Question: Is there a generators and relations description of the limit $\underset{n }{\varprojlim} \,\mathrm{Rep}(S_n)$ as ring?

Edit: Will Sawin has pointed out in the comments that the limit, must have uncountably many generators in any presentation. Let me slightly modify the question in the hopes of making it more answerable.
Lets consider instead of $\mathrm{Rep}(S_n)$ its completion with respect to the augmentation ideal $\widehat{\mathrm{Rep}}(S_n):=\varprojlim_m \mathrm{Rep}(S_n)/I^m$ where $I:= \ker(\dim : \mathrm{Rep}(S_n) \to \mathbb{Z})$. We still have a tower as above and we can ask the following variation.

Question: Is there an explicit countable presentation of the limit $\underset{n }{\varprojlim} \,\widehat{\mathrm{Rep}}(S_n)$ in some suitable category of complete topological rings?

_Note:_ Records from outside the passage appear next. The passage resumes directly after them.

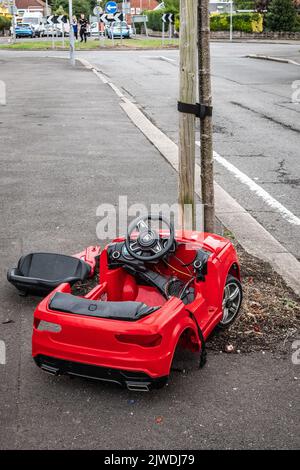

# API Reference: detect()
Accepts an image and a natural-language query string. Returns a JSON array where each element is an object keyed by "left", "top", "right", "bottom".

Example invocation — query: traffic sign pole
[{"left": 69, "top": 0, "right": 75, "bottom": 67}]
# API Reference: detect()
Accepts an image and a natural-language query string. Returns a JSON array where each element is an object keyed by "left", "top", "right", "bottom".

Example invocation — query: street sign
[
  {"left": 122, "top": 2, "right": 131, "bottom": 15},
  {"left": 161, "top": 13, "right": 174, "bottom": 24},
  {"left": 100, "top": 12, "right": 124, "bottom": 24},
  {"left": 105, "top": 2, "right": 118, "bottom": 14},
  {"left": 93, "top": 6, "right": 103, "bottom": 16},
  {"left": 47, "top": 15, "right": 68, "bottom": 25}
]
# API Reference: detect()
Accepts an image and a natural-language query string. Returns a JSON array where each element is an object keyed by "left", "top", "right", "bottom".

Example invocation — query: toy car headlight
[
  {"left": 35, "top": 320, "right": 61, "bottom": 333},
  {"left": 116, "top": 334, "right": 162, "bottom": 348}
]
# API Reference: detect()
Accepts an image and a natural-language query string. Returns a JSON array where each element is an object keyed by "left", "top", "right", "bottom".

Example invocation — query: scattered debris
[
  {"left": 155, "top": 416, "right": 164, "bottom": 424},
  {"left": 225, "top": 344, "right": 235, "bottom": 353}
]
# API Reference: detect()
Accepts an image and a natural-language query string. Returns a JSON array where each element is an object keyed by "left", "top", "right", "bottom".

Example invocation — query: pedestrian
[
  {"left": 72, "top": 15, "right": 78, "bottom": 41},
  {"left": 79, "top": 13, "right": 88, "bottom": 42}
]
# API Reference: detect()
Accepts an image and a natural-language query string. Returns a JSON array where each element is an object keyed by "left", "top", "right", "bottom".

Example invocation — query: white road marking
[
  {"left": 159, "top": 55, "right": 176, "bottom": 64},
  {"left": 196, "top": 141, "right": 300, "bottom": 225}
]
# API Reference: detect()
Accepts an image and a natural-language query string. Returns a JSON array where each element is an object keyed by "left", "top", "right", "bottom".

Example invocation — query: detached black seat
[
  {"left": 49, "top": 292, "right": 159, "bottom": 321},
  {"left": 7, "top": 253, "right": 90, "bottom": 296}
]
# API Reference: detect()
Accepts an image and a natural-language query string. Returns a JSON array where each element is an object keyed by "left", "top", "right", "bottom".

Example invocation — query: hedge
[
  {"left": 210, "top": 13, "right": 263, "bottom": 33},
  {"left": 0, "top": 16, "right": 11, "bottom": 31},
  {"left": 149, "top": 10, "right": 263, "bottom": 33}
]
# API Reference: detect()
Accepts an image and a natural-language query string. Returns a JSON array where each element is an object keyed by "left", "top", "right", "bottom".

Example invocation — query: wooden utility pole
[
  {"left": 68, "top": 0, "right": 75, "bottom": 67},
  {"left": 198, "top": 0, "right": 215, "bottom": 232},
  {"left": 179, "top": 0, "right": 197, "bottom": 230}
]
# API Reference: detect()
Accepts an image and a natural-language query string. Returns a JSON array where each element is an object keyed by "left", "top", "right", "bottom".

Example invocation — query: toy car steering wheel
[{"left": 125, "top": 214, "right": 175, "bottom": 261}]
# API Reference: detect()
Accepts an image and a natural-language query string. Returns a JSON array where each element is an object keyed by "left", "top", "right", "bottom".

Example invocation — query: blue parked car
[{"left": 16, "top": 23, "right": 35, "bottom": 38}]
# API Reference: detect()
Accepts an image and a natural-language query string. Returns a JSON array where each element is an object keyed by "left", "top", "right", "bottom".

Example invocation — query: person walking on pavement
[
  {"left": 79, "top": 13, "right": 88, "bottom": 42},
  {"left": 72, "top": 15, "right": 78, "bottom": 41}
]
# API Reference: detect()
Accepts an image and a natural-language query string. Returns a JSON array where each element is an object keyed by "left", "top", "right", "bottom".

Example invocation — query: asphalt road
[
  {"left": 79, "top": 43, "right": 300, "bottom": 259},
  {"left": 1, "top": 42, "right": 300, "bottom": 259},
  {"left": 0, "top": 53, "right": 300, "bottom": 450}
]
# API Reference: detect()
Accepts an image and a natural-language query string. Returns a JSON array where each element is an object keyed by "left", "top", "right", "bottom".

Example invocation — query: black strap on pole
[{"left": 177, "top": 101, "right": 213, "bottom": 119}]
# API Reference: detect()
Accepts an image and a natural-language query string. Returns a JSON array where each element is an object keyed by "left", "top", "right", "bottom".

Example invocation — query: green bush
[
  {"left": 266, "top": 0, "right": 298, "bottom": 31},
  {"left": 210, "top": 13, "right": 263, "bottom": 33},
  {"left": 144, "top": 8, "right": 179, "bottom": 31},
  {"left": 0, "top": 16, "right": 11, "bottom": 32}
]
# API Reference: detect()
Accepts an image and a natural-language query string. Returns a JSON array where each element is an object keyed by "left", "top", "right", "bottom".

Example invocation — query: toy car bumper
[{"left": 34, "top": 355, "right": 168, "bottom": 392}]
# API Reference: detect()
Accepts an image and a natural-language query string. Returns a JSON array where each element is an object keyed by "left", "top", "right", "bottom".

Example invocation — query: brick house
[{"left": 130, "top": 0, "right": 161, "bottom": 15}]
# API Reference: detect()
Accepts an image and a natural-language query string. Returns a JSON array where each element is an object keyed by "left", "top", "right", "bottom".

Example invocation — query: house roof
[{"left": 16, "top": 0, "right": 46, "bottom": 10}]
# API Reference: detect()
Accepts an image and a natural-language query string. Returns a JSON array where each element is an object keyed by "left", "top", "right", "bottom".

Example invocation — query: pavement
[{"left": 0, "top": 53, "right": 300, "bottom": 450}]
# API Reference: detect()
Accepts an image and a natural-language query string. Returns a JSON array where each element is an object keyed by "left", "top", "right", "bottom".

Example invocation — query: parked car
[
  {"left": 106, "top": 21, "right": 132, "bottom": 39},
  {"left": 22, "top": 11, "right": 44, "bottom": 37},
  {"left": 15, "top": 23, "right": 35, "bottom": 38}
]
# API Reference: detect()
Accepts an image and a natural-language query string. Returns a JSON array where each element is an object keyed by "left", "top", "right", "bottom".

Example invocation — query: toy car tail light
[
  {"left": 116, "top": 334, "right": 162, "bottom": 348},
  {"left": 34, "top": 320, "right": 61, "bottom": 333}
]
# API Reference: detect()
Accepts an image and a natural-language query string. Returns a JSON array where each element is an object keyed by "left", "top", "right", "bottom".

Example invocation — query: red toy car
[{"left": 9, "top": 216, "right": 242, "bottom": 391}]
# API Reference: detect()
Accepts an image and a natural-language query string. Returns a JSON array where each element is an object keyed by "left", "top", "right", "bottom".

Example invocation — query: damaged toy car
[{"left": 8, "top": 215, "right": 242, "bottom": 391}]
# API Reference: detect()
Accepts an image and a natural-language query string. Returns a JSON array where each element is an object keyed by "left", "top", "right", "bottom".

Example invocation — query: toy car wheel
[{"left": 219, "top": 275, "right": 243, "bottom": 329}]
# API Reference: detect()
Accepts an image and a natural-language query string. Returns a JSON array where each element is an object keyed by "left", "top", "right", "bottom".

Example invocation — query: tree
[
  {"left": 266, "top": 0, "right": 297, "bottom": 31},
  {"left": 164, "top": 0, "right": 180, "bottom": 12},
  {"left": 255, "top": 0, "right": 271, "bottom": 13}
]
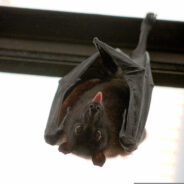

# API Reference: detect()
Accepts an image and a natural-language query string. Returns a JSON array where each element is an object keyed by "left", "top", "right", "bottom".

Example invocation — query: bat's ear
[{"left": 92, "top": 152, "right": 106, "bottom": 167}]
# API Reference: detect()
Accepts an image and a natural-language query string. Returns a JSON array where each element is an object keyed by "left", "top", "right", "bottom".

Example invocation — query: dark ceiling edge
[{"left": 0, "top": 7, "right": 184, "bottom": 87}]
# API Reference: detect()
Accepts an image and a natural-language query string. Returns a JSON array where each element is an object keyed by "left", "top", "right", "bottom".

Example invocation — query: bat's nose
[{"left": 89, "top": 103, "right": 101, "bottom": 114}]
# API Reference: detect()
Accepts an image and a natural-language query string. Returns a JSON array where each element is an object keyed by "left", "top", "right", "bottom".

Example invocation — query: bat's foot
[
  {"left": 120, "top": 137, "right": 137, "bottom": 152},
  {"left": 141, "top": 13, "right": 156, "bottom": 30},
  {"left": 92, "top": 152, "right": 106, "bottom": 167},
  {"left": 58, "top": 142, "right": 72, "bottom": 154}
]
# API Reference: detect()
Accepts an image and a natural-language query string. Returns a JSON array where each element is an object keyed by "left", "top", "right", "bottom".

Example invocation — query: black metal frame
[{"left": 0, "top": 7, "right": 184, "bottom": 87}]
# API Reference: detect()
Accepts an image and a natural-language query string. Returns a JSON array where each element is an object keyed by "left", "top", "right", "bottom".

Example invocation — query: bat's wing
[
  {"left": 45, "top": 12, "right": 153, "bottom": 151},
  {"left": 94, "top": 13, "right": 155, "bottom": 152},
  {"left": 44, "top": 53, "right": 98, "bottom": 145},
  {"left": 44, "top": 50, "right": 117, "bottom": 145}
]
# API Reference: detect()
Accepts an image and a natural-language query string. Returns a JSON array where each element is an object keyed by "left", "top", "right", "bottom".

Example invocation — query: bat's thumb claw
[{"left": 120, "top": 136, "right": 137, "bottom": 152}]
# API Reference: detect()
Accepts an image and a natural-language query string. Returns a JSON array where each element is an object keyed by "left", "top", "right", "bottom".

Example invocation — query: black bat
[{"left": 45, "top": 13, "right": 156, "bottom": 166}]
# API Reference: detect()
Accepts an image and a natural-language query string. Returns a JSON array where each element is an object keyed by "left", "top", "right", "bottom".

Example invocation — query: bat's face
[{"left": 59, "top": 92, "right": 109, "bottom": 165}]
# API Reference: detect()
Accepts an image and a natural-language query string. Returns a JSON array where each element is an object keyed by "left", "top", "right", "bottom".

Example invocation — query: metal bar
[{"left": 0, "top": 7, "right": 184, "bottom": 87}]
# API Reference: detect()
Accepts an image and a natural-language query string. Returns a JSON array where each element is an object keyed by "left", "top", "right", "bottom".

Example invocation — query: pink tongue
[{"left": 92, "top": 91, "right": 102, "bottom": 104}]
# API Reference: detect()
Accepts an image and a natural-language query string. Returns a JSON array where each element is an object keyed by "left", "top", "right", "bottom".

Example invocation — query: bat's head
[{"left": 59, "top": 92, "right": 109, "bottom": 166}]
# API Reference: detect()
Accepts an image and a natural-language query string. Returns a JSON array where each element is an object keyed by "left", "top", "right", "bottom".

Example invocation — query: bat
[{"left": 44, "top": 13, "right": 156, "bottom": 166}]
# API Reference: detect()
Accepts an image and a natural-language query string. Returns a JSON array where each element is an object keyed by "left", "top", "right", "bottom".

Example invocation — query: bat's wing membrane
[
  {"left": 44, "top": 53, "right": 99, "bottom": 145},
  {"left": 45, "top": 14, "right": 154, "bottom": 152},
  {"left": 94, "top": 38, "right": 153, "bottom": 152}
]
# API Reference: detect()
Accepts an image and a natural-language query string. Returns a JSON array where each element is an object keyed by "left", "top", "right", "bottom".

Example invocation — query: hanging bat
[{"left": 45, "top": 13, "right": 156, "bottom": 166}]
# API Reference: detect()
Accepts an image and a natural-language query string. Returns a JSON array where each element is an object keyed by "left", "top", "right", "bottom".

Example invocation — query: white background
[{"left": 0, "top": 0, "right": 184, "bottom": 184}]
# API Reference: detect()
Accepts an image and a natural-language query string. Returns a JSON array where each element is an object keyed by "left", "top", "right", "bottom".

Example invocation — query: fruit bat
[{"left": 45, "top": 13, "right": 156, "bottom": 166}]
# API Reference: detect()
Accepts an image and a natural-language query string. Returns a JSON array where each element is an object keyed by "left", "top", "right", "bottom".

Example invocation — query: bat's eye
[
  {"left": 74, "top": 125, "right": 83, "bottom": 135},
  {"left": 96, "top": 130, "right": 102, "bottom": 142}
]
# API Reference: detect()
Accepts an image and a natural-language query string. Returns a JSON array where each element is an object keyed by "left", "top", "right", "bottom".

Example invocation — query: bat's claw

 A: It follows from Hooks generate the representation ring of the symmetric group by Ivan Marin that $\operatorname{Rep}(S_n)$ is generated, and thus the inverse limit is topologically generated, by the elements $$x_k = \sum_{i=0}^k (-1)^i  \binom{n+i -2}{i}\wedge^{k-i} (\operatorname{std} )  $$
So the ring is some kind of completion of $\mathbb Z[x_1,x_2,\dots ]$.
Moreover, the augmentation ideal of this ring is profinite, since the augmentation ideal of $\operatorname{Rep}(S_n)$ modulo any power of the augmentation ideal of $\operatorname{Rep}(S_n)$ is finite.
So the simplest guess is that it is obtained from $\mathbb Z[x_1, x_2,\dots]$ by the inverse limit over all ideals which are finite-index subgroups of the "augmentation ideal" $(x_1,x_2,\dots)$.
However, this is not correct, because the sign representation is an element of the inverse limit which squares to $1$ but is nontrivial modulo $I^2$ for all $n$. However, the completion of $\mathbb Z[x_1,x_2,\dots]$ along all ideals which are finite-index subgroups of $(x_1,x_2,\dots)$ does not contain a nontrivial element which squares to $1$.
A first step to understand this completion would be to understand it modulo $I^2$. In other words, what is the inverse limit over $n$ of $I_n /I_n^2$, where $I_n$ is the augmentation ideal in the representation ring of $\operatorname{Rep}(S_n)$? This is some kind of countably-topologically-generated profinite abelian group, but which one?

As an alternate, more well-behaved ring, I propose to restrict attention to representations whose norms have at most polynomial growth in $n$, where the norm of a class $\alpha$ is $$\min\left\{ \dim V + \dim W \mid V, W \textrm{ representations of }S_n, [V]-[W]=\alpha \right\} .$$ I expect that this restriction of the inverse limit is a polynomial ring in the $x_k$ plus one more generator, the sign representation, that squares to one, but I haven't checked this.